Virginia drivers could get their next speeding ticket without ever interacting with a police officer under a new transportation proposal put forward by Gov. Ralph Northam.
Northam’s sweeping transportation package includes a provision for a “speed monitoring program” that would ticket drivers in select “highway safety corridors.”
Drivers caught on photographs going more than 10 miles per hour over the speed limit would be hit with a mandatory fine. Funding collected will go towards safety improvements on the corridors, according to Alena Yarmosky, Northam’s spokesperson. She said the administration had not conducted a revenue estimate on the new ticketing scheme.
“This is about promoting safety on a select few of our most dangerous stretches of highway, not making money,” Yarmosky said.
There are currently three highway safety corridors in the state: I-95 as it passes through Richmond, I-95 in Prince William County, and I-81 south of Roanoke.
The Commonwealth Transportation Board would re-examine that list if the bill passes, according to Secretary of Transportation Shannon Valentine.

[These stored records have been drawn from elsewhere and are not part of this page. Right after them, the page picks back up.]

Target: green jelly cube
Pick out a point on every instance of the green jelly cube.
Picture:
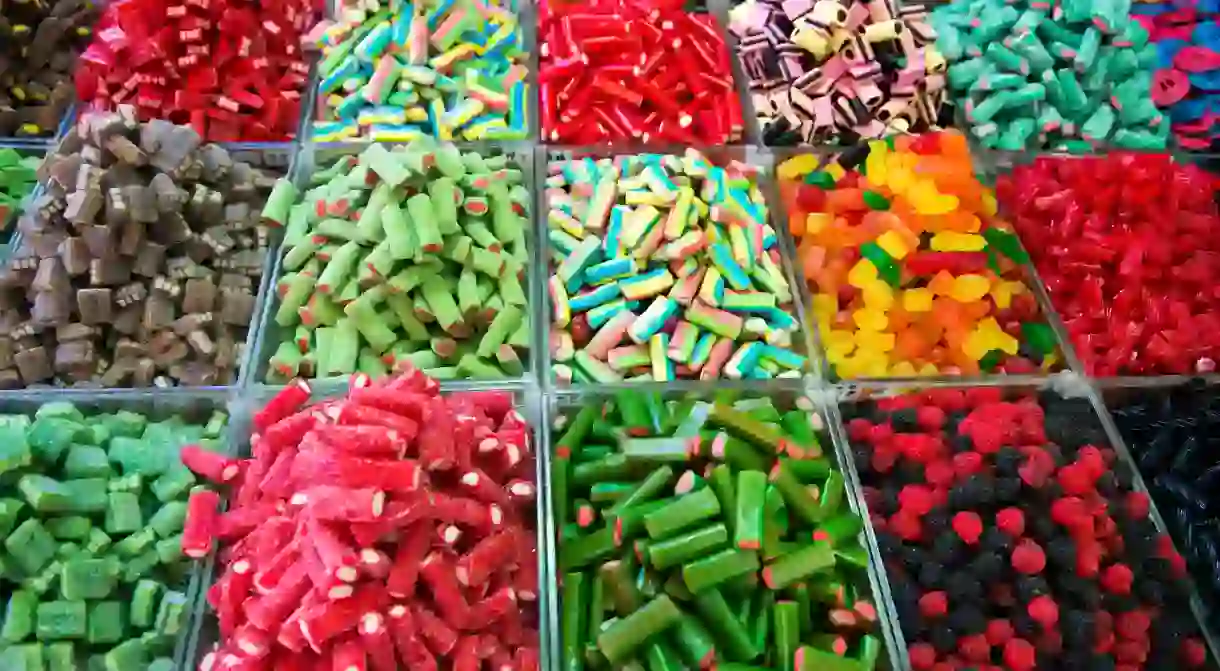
(60, 656)
(18, 617)
(87, 461)
(72, 527)
(107, 622)
(61, 620)
(123, 513)
(14, 449)
(88, 494)
(9, 511)
(170, 614)
(45, 494)
(127, 655)
(31, 547)
(144, 602)
(88, 578)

She cited a recent state study of the narrow, two-lane I-81 as a reason for the new program.
“Citizens were very concerned about the speed of cars and trucks along that roadway,” Valentine said.
House Minority Leader Todd Gilbert (R-Shenandoah) described the proposal as an unnecessary tax on drivers.
“I don’t know that it really makes anybody safer, at least considering the privacy concerns of having a surveillance state effectively set up where the government monitors you by camera and then sends you a bill for your troubles,” Gilbert said.
Last year, the General Assembly passed legislation requiring the state to study the use of handheld photo speed monitoring devices in highway safety zones and “any legal or constitutional implications” of sending funds anywhere aside from the state Literacy Fund.